His eyes seemed surprisingly acute this morning—he could see the faces of the crowd even though they were many yards away. He thought he saw the girl he had asked directions from, and it occurred to him now how pretty she was. A few older people stood behind her, talking, gesturing in his direction. Several men on one end of the crowd had bottles of liquor in their hands, and appeared to be toasting him. He concentrated on them, and it was as if he were gazing through a telescope: their images flew rapidly his way, filling his vision.
They were drunk and laughing as men will laugh, pointing as men will point, foolish and stupid companions.
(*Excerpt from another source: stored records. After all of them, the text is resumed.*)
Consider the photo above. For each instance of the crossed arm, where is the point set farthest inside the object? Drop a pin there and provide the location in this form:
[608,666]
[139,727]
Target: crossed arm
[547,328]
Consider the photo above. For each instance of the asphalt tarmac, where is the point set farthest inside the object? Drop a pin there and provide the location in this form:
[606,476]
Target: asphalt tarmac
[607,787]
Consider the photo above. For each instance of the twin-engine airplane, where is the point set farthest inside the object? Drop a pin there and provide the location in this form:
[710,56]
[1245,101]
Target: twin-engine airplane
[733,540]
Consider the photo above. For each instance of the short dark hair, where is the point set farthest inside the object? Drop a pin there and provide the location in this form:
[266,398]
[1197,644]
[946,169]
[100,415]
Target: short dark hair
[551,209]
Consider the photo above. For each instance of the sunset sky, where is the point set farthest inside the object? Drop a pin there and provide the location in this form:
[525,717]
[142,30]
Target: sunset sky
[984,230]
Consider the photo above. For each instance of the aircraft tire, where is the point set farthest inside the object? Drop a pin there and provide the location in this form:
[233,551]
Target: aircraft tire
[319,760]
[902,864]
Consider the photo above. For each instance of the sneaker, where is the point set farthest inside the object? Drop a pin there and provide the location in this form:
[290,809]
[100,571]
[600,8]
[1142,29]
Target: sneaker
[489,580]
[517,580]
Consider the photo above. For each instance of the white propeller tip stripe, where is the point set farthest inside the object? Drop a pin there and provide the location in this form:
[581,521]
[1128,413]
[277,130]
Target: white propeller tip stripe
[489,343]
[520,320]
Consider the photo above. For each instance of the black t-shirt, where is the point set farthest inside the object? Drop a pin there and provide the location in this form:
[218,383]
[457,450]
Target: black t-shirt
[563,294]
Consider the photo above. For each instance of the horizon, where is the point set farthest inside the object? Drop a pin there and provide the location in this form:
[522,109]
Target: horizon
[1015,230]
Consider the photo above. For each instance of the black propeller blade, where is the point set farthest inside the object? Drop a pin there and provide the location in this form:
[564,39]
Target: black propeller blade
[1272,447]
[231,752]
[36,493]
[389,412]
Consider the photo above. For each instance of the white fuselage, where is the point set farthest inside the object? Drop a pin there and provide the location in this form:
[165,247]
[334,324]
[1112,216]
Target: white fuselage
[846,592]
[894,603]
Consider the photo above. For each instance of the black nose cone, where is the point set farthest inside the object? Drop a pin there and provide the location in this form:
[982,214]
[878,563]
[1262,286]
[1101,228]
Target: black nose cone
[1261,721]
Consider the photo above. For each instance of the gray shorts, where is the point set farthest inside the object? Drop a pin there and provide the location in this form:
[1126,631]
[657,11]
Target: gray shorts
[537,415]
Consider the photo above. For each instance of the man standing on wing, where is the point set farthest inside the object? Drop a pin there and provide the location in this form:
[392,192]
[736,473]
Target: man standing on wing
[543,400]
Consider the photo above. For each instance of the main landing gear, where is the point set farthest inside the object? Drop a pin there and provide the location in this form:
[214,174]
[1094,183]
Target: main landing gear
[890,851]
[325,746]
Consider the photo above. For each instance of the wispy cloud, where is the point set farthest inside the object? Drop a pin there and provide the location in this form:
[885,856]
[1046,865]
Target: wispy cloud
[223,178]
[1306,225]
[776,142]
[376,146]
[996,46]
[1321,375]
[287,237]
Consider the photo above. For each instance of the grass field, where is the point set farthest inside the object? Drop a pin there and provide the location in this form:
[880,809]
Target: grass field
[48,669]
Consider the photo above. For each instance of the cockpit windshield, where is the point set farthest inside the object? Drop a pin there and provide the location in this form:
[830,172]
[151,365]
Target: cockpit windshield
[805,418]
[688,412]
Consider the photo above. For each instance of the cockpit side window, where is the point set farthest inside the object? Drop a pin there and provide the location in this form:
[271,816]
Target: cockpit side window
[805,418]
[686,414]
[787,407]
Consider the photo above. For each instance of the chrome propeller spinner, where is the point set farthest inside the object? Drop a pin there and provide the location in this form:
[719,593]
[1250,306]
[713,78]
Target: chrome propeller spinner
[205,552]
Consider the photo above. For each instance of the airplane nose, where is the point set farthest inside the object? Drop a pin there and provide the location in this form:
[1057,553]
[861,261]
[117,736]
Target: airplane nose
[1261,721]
The one in the middle was the most repulsive, rough face and scaly forehead, and the student was alarmed to see that under one drunken lid peeked that clearly recognizable, dazzling jewel of an eye.
The student looked down and examined his poor nakedness: his stick-like legs, his distorted arms and poorly-defined hands, the dark broken nails. He touched
the sides of his enormous head.
He ran his hands down his swollen and lopsided chest. He looked up and saw the ugly man with the beautiful jewel eye grinning, his chin wet with drink and drool.
The weeping would come later, he knew, the rages and the useless complaints. But for now he settled himself down in the field and waited for the stars to come, tenderly probing the contours and crevices of his hideous flesh, gingerly acquainting himself with this new knowledge that he was monstrous of limb and monstrous of head, but most of all monstrous in his heart.
THE
HIGH
CHAIR
He woke up numb, as he did so many mornings these days, his lower legs, lower arms like unappealing cuts of meat he’d forgotten to stick into the freezer. He was forgetting too many things—names, favourite places, words with specific and useful meanings—but he wasn’t too distressed about it. Perhaps he had simply forgotten to be distressed. People had far too many names, places, and words in their lives. They so crowded out what was important that importance was forgotten, filling life rapidly with trivia.
Swinging out of the covers, he planted his feet on the floor, where they remained. They tingled painfully, the tingling spreading into an ache that flowed up his legs. He stared at his misshapen toenails. He thought perhaps he had forgotten something he should be doing about sleeping, some trick his doctor may have told him about. Don’t sleep with your ankles crossed—your feet will be dead in the morning. Something like that. His doctor was full of tips. But he couldn’t remember half of them. Pat would remember that sort of thing—she always made notes about those “life tips,” whatever you called them. Of course he couldn’t remember the precise word. But he had the gist of it, didn’t he? Gist. Now there was a mighty good word. It summed him up perfectly. He wasn’t Byron Wembley anymore. He was the gist of Byron Wembley. But hell, what more did he need?
Out of the bathroom his legs felt better going down the hall. Blood was pumping, the internal furnace was coming on. Outdated and inefficient, but good enough for the job at hand. Soon enough there’d be colour in his cheeks and Pat wouldn’t have to say, “What’s wrong? You look like a ghost.” Every day, practically, as if it were some new discovery. She didn’t hear herself.